Janet as a high-energy object


Most of you probably already know that Janet was a very energetic person. This was true no matter the time of day, and the early workday morning was no exception. Every day, like clockwork, Janet would open the door to the office and would call out her energetic and resounding greeting, "Good Morning." No matter what was going on, and even if it hadn't been a great morning thus far, you were suddenly aware of the burst of positive energy that had just walked through the door. You didn't have to see her face to know that she was smiling, it just came through in her voice. If you had not made eye contact with Janet on her entrance, she was sure to wish you a personal "good morning" upon her initial contact with you for the day. This was always true for the staff partitioned off in the library, where her cheerful daily greeting could not be heard. Therefore, a special, "Good Morning, Ladies" was always bid to Kate and Gamze. After setting her things in her office and getting her cup for her morning tea, she would always proceed to ask the general question, "How is everyone this morning?" as she crossed the office, genuinely concerned about everyone's well-being.

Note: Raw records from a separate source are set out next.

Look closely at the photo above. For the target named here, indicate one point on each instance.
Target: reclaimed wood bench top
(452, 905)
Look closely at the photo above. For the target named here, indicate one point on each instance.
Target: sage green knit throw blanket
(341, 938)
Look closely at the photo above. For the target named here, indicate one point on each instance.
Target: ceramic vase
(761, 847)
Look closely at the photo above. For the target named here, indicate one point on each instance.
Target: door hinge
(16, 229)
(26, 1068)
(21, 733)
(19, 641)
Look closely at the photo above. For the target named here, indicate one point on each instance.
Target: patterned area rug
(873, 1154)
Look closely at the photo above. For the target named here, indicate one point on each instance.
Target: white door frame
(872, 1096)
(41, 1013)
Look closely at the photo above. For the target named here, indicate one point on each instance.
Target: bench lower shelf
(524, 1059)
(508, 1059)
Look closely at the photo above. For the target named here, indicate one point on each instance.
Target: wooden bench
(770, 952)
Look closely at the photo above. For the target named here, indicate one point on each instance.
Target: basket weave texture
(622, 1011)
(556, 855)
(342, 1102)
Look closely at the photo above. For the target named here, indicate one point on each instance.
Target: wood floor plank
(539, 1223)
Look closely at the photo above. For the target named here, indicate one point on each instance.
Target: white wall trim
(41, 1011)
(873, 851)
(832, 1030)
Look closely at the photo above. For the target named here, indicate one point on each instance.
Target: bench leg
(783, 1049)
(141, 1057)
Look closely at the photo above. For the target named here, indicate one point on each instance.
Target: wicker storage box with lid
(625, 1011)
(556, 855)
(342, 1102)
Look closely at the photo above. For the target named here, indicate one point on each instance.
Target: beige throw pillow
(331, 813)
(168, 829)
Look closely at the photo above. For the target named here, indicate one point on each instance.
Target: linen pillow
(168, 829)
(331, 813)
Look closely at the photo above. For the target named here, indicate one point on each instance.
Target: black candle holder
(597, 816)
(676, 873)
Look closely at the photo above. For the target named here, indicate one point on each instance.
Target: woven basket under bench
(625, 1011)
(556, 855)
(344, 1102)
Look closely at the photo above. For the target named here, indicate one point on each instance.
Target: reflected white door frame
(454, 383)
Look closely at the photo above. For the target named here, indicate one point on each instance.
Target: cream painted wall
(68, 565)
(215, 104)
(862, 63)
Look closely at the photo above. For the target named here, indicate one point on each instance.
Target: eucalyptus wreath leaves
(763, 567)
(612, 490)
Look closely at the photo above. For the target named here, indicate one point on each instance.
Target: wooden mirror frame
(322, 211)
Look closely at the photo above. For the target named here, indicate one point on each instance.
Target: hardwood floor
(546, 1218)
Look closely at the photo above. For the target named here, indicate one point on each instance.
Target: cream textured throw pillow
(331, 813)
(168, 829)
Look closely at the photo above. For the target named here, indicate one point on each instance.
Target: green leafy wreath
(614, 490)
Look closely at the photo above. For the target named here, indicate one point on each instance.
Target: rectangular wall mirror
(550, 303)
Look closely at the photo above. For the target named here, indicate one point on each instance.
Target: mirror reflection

Janet's energy lasted throughout the day, and was evident through the distinct sound of her footsteps. Although Janet was small in stature, her fast and powerful footfalls always gave her away. They burst with energy, much like Janet herself. Mike and Sara, who work downstairs, say they always knew when Janet was walking about above them because her steps were unlike any others.

Janet was also known for working very late at the office, often times staying overnight to finish a project or prepare for a meeting. Her energetic dedication was unrivaled. She did whatever it took to get the job done. This devotion not only applied to Janet's in-office work ethic, but it applied outside as well-literally. One wintry night a terrible winter snow storm had been forecast. Worried about driving home, Janet decided to stay in a hotel near the office. The next morning when Matt arrived at work planning to do some snow removal, he was stunned to see that Janet had already made the trip back to the office and had shoveled the entire walkway out in front of Headquarters-of all 24 inches of snow!


Janet as the boss


If Janet didn't have a photographic memory, she had something that was very close to it. Give her the name of a variable star and she could tell you the specific date, author, and title of an article on a subj ect that you were just "wondering" about. Her internet-like memory was not limited to variable stars, but also encompassed information about AAVSO members and observers. For instance, there was one time when she was out of the office and called Headquarters to find out somebody's phone number. Travis read her the number, to which she replied, "No, that's not right, that's his old number." Travis, thinking to himself, "how could she possibly know if that is the wrong number with out dialing it, especially when she barely knows this person?" went to go find the updated number. Sure enough he found out that it was indeed the old number and when giving Janet the new one she said, "Yes, this is the right one."

Janet also had a terrific sense of humor that could often be seen through the unique twinkle in her eye and a great child-like grin. Once Travis leaned into her office and asked if she wanted anything from a local store for lunch. She told him that she would like "a salad from the salad bar." So Travis, feeling a bit overwhelmed by the fact that he had no idea what she liked on her salad, asked her if there was anything in particular she wanted. To this she replied, "oh anything," and as Travis turned to leave, she added, "and your job is riding on it." Janet was, of course, smiling like a Cheshire cat while saying this. Realizing that he had been the subject of some of Janet's light humor, Travis laughed-eventually.

With her charismatic personality, Janet had a way of pulling people in to listen to what she had to say. Often times, she would come out of her office into the "big room" and start talking about something to no one in particular, but by the end of what she was saying, most people were engaged and it had transformed into an office-wide discussion. Perhaps it was an unusual method, but it was effective in getting a consensus on a matter, which is probably what she was trying to do anyway.